PM Thailand yang sedang diskors, Paetongtarn Shinawatra/Net
Gelombang unjuk rasa kembali mengguncang Thailand. Ribuan warga berkumpul di Monumen Kemenangan, Bangkok pada akhir pekan untuk menuntut pengunduran diri Perdana Menteri Paetongtarn Shinawatra yang saat ini diskors oleh pengadilan.
Aksi ini dipicu oleh konflik mematikan di perbatasan Thailand-Kamboja yang telah menewaskan lebih dari 30 orang dan memaksa lebih dari 260 ribu warga mengungsi.
Mengutip laporan AFP pada Minggu, 3 Agustus 2025, Para pengunjuk rasa menuduh Paetongtarn dan keluarganya gagal mencegah eskalasi konflik karena kedekatan mereka dengan Perdana Menteri Kamboja Hun Sen.
“Ung Ing (panggilan akrab PM Thailand), kau harus pergi. Karena ada darah di tanganmu. Orang-orang telah mati karenamu,” kata kolumnis konservatif sekaligus tokoh demonstran, Jittakorn Bussaba, dari atas panggung yang disambut tepuk tangan massa.
Banyak peserta aksi melantunkan lagu patriotik, menyuarakan kecaman terhadap Paetongtarn maupun ayahnya, mantan PM Thaksin Shinawatra, serta menyatakan dukungan terhadap militer.
Polisi memperkirakan jumlah massa mencapai 2.000 orang pada sore hari dan berpotensi terus bertambah seiring suhu udara mulai menurun.
Seorang pensiunan berusia 75 tahun, Kittiwat, menyatakan alasannya turun ke jalan.
“Saya di sini untuk membantu menggulingkan pemerintah dan melindungi kedaulatan Thailand serta untuk mendukung para prajurit,” ujarnya.
Hal senada diungkapkan Ammorn Khunthong (58) yang menilai PM Thailand saat ini tidak kompeten lagi untuk memimpin.
"Ung Ing telah merusak negara. Semua orang perlu membantu. Thaksin dan keluarganya seharusnya tidak lagi memimpin negara ini,” tegasnya.
Paetongtarn Shinawatra, yang populer dengan nama panggilan Ung Ing, diskors bulan lalu setelah Hun Sen membocorkan percakapan pribadi.
Dalam rekaman itu, Paetongtarn menyebut Hun Sen sebagai “paman” dan terlihat merendahkan seorang jenderal Thailand, yang kemudian memicu kemarahan publik.

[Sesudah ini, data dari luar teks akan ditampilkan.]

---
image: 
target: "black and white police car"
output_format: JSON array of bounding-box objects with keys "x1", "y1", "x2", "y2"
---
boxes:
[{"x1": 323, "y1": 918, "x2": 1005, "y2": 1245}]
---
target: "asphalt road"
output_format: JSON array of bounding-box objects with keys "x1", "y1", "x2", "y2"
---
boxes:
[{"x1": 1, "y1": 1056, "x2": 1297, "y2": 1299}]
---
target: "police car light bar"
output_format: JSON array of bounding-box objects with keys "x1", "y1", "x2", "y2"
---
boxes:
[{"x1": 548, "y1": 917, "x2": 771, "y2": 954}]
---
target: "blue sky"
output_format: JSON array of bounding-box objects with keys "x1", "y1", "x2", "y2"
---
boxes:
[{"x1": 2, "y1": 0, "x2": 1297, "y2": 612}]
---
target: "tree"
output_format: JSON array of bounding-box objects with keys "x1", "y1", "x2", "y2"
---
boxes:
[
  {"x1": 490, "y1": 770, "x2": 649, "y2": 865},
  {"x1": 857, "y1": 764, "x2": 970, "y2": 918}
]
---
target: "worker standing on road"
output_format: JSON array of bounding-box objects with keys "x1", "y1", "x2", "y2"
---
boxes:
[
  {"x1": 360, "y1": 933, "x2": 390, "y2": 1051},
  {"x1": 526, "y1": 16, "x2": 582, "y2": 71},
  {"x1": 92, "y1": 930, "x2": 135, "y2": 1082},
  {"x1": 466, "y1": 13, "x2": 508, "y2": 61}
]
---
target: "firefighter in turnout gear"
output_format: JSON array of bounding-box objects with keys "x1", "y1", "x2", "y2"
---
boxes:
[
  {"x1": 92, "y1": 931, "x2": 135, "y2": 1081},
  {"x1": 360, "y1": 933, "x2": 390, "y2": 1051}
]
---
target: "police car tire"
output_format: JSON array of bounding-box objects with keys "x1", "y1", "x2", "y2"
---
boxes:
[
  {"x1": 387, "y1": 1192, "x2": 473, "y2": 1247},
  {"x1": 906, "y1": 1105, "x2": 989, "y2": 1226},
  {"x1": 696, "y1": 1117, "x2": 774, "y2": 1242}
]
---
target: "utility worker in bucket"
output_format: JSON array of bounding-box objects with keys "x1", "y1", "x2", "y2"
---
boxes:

Bentrokan terbaru di perbatasan kedua negara berakhir dengan gencatan senjata yang dimediasi Malaysia pada 29 Juli lalu. Namun ketegangan tetap tinggi, dan sentimen nasionalis mendorong aksi jalanan semakin masif.
Unjuk rasa ini juga memperlihatkan wajah-wajah familiar dari kelompok konservatif pro-kerajaan Kaus Kuning. Mereka adalah musuh politik lama Thaksin Shinawatra yang digulingkan lewat kudeta militer tahun 2006.
Gerakan serupa juga berkontribusi dalam jatuhnya pemerintahan Yingluck Shinawatra, saudara perempuan Thaksin, pada 2014.
Militer Thailand sendiri memiliki peran dominan dalam politik. Sejak menjadi monarki konstitusional tahun 1932, negara itu telah mengalami 13 kudeta yang berhasil, dengan yang terakhir berlangsung 11 tahun lalu.